Serjester was more critical: "I suppose this was their final hurrah after two failed attempts at training GPT-5 with the traditional pre-training paradigm. Just confirms reasoning models are the only way forward."
Some users did report positive experiences with specific use cases of GPT-4.5:
Jampa shared: "The style it writes is way better: it keeps the tone you ask and makes better improvements on the flow. One of my biggest complaints with 4o is that you want for your content to be more casual and accessible but GPT / DeepSeek wants to write like Shakespeare did."

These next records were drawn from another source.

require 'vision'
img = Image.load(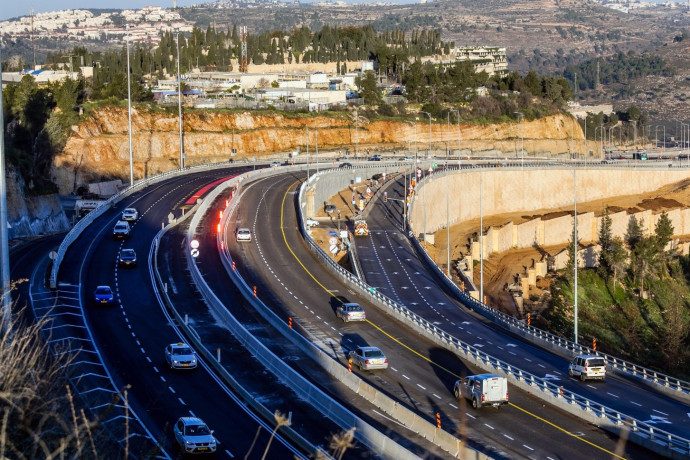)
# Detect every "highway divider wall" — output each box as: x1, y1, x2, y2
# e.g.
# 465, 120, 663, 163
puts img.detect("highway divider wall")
150, 200, 323, 459
303, 165, 690, 459
184, 165, 449, 460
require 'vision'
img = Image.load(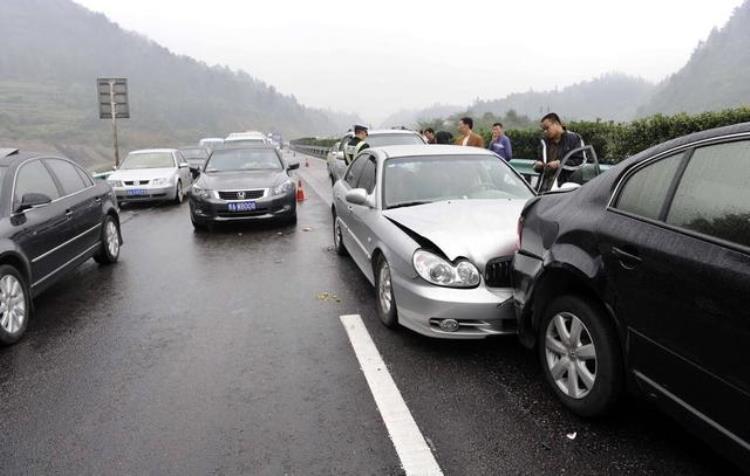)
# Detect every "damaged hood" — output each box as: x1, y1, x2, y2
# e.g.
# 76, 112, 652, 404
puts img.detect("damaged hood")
383, 199, 526, 267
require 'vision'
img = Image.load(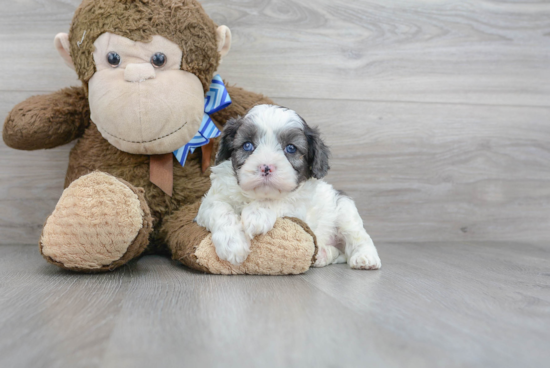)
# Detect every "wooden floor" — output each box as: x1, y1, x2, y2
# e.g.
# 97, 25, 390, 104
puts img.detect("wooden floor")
0, 243, 548, 368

Ripped_britches noted: "for user facing applications like mine, this is an awesome step in the right direction for EQ / tone / voice. Obviously it will get distilled into cheaper open models very soon, so I'm not too worried about the price or even tokens per second."

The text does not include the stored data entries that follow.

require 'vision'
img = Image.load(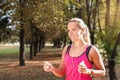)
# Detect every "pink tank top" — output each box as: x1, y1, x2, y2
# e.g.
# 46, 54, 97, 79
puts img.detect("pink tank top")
65, 45, 93, 80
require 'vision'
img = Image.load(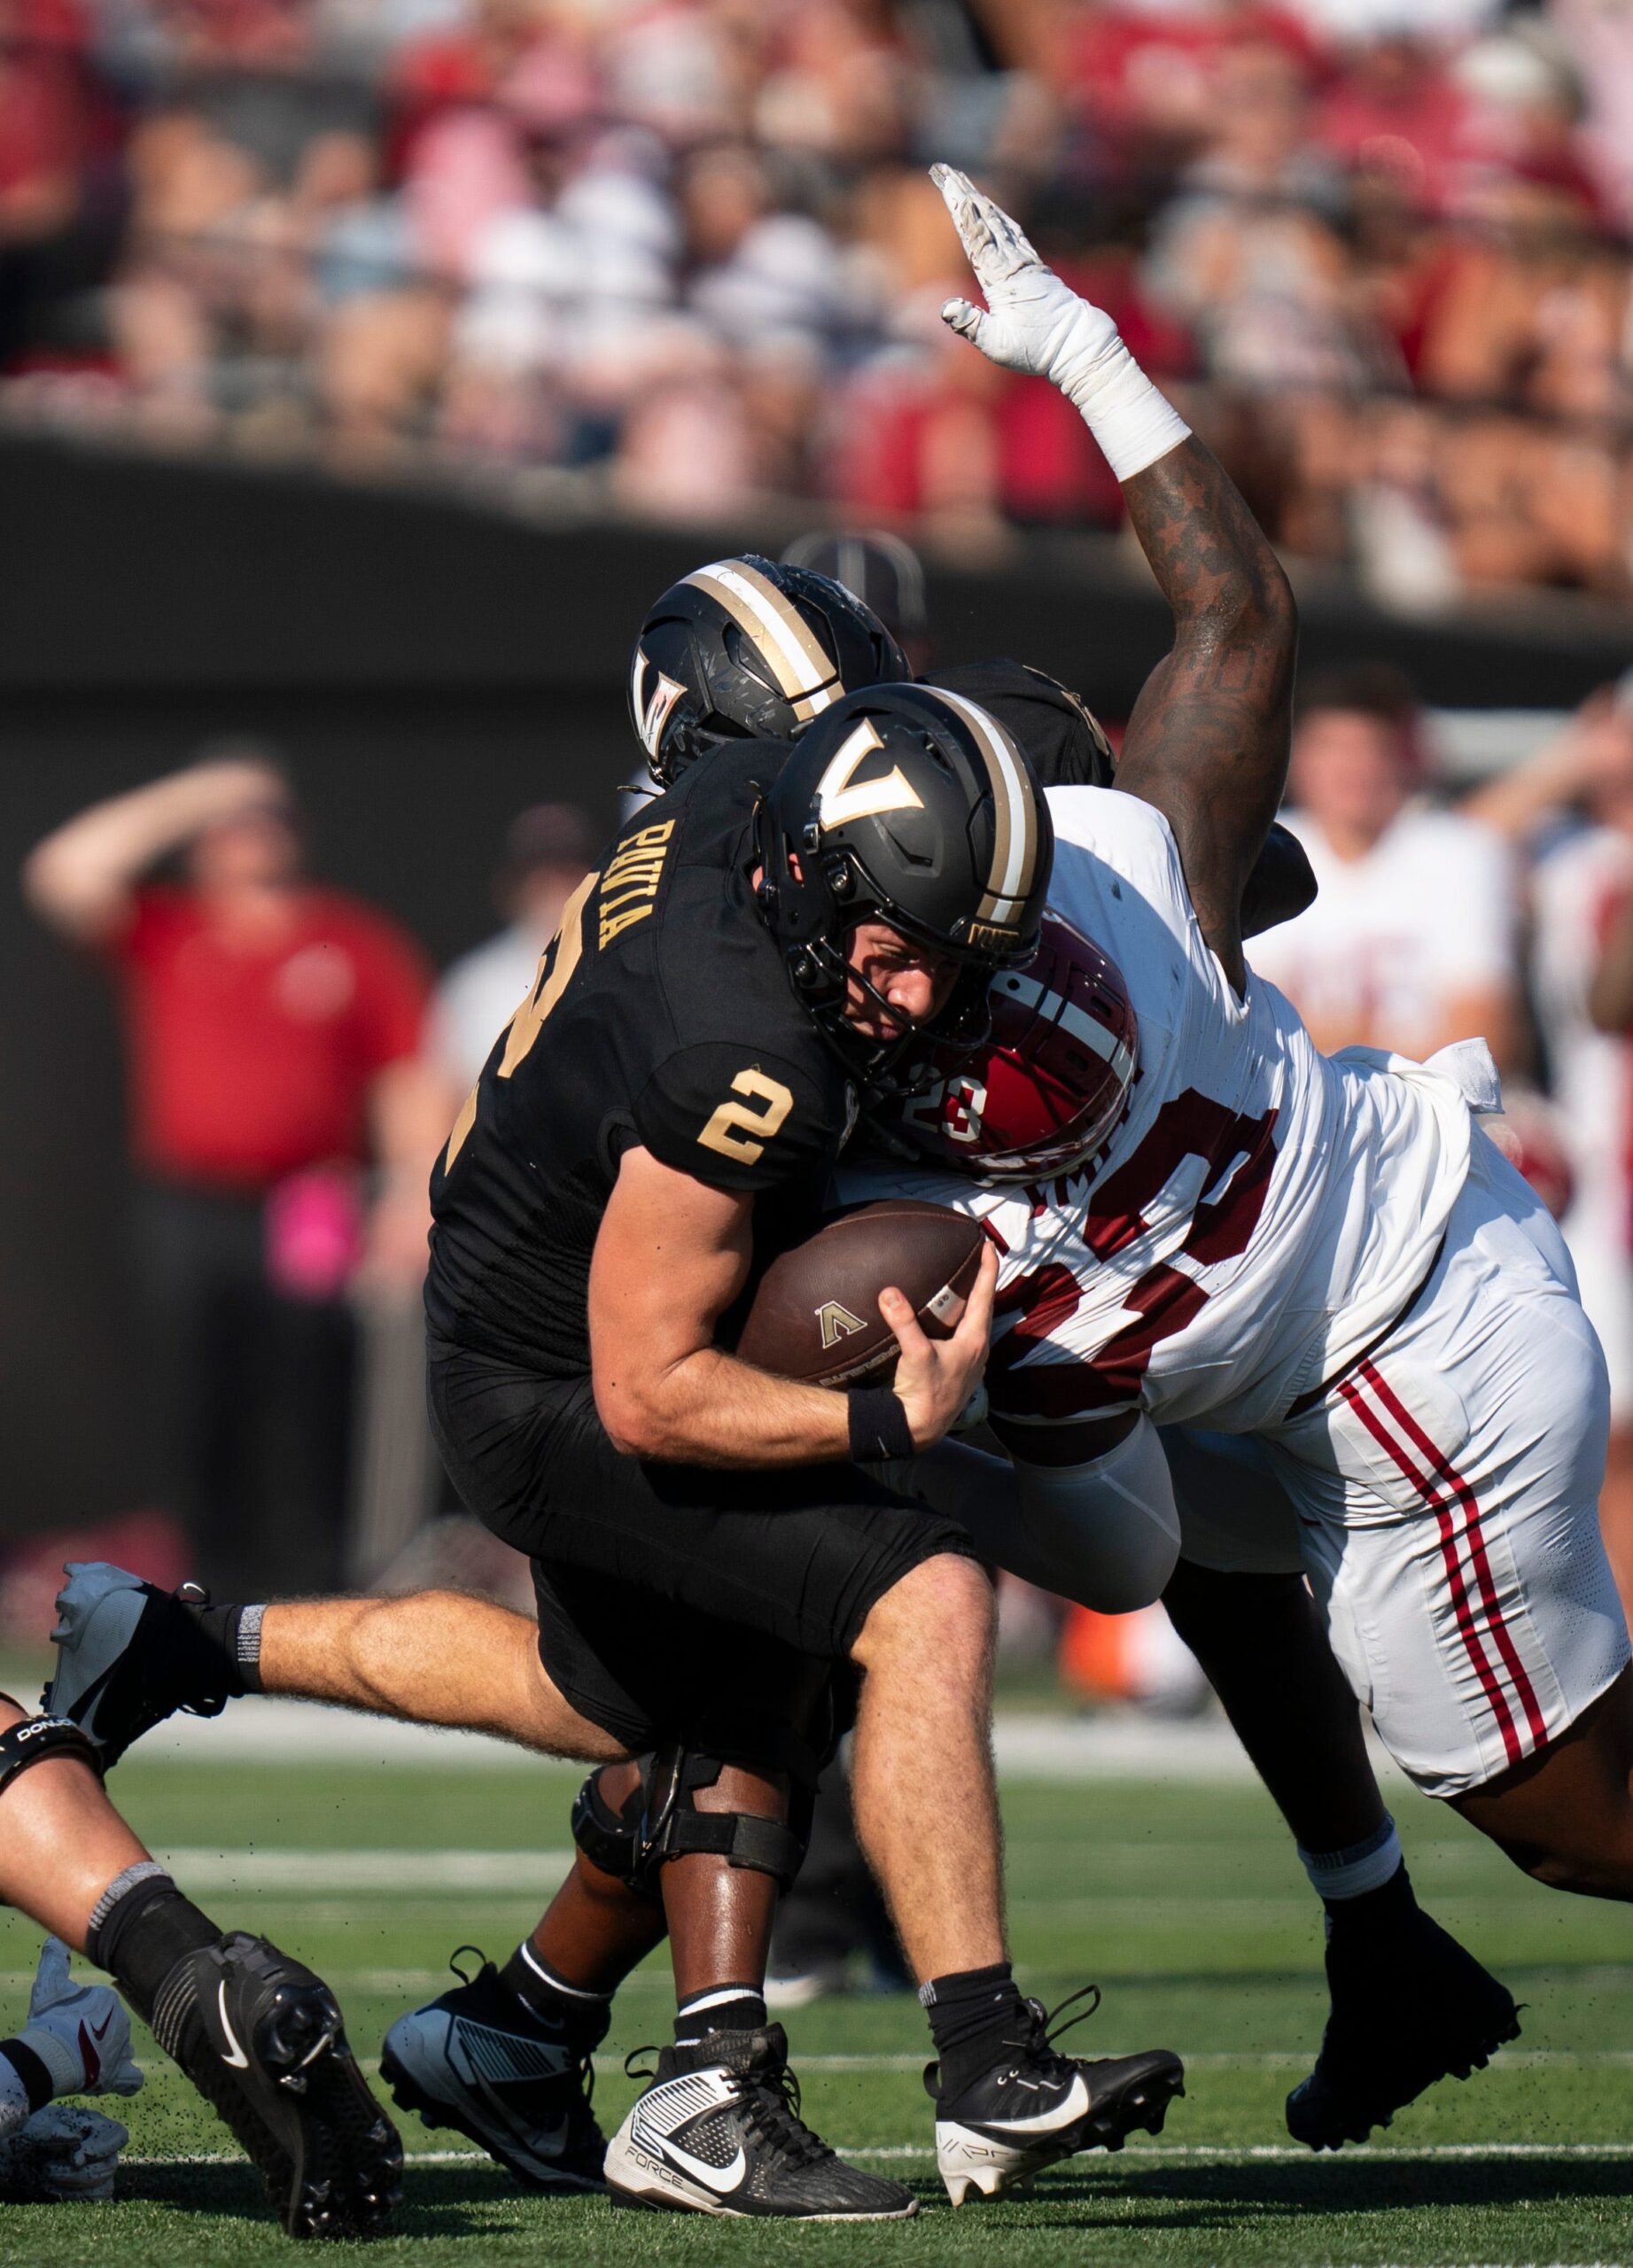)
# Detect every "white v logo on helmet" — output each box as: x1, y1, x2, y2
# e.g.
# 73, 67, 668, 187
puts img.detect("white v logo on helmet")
631, 646, 687, 760
816, 718, 925, 829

Many users compared GPT-4.5 unfavorably to competing models like Claude 3.7 Sonnet.
"It seems clearly worse than Claude Sonnet 3.7, yet costs 30x as much?" questioned jasonjmcghee.
Anotherpaulg shared benchmark results: "GPT-4.5 Preview scored 45% on aider's polyglot coding benchmark. OpenAI describes it as 'good at creative tasks', so perhaps it is not primarily intended for coding."
The benchmark results showed:
- 65% Sonnet 3.7, 32k think tokens (SOTA)
- 60% Sonnet 3.7, no thinking
- 48% DeepSeek V3
- 45% GPT 4.5 Preview
- 27% ChatGPT-4o
- 23% GPT-4o
Some users offered more contrarian views that differed from the majority of negative reactions:
Antirez provided a more charitable take: "In many ways I'm not an OpenAI fan (but I need to recognize their many merits). At the same time, I believe people are missing what they tried to do with GPT 4.5: it was needed and important to explore the pre-training scaling law in that direction. A gift to science, however selfist it could be."
Crazygringo defended the exploratory approach: "With new disruptive technologies, companies aren't supposed to be able to look into a crystal ball and see the future. They're supposed to try new things and see what the market finds useful."
Wewewedxfgdf expressed nostalgia for earlier models: "GPT-2 was laugh out loud funny, rolling on the ground funny. I miss that - newer LLMs seem to have lost their sense of humor. On the other hand GPT-2's funny stories often veered into murdering everyone in the story and committing heinous crimes but that was part of the weird experience."
Zone411 reported a significant improvement in a specific benchmark: "It significantly improves upon GPT-4o on my Extended NYT Connections Benchmark. 22.4 -> 33.7."
Huh, Claude 3.7 seems to be in favor of any conversations regarding "Claude 3.7", "Anthropic". Aside from that, in comparison with GPT 4.5, I can say it's more concise and less duplicate themes.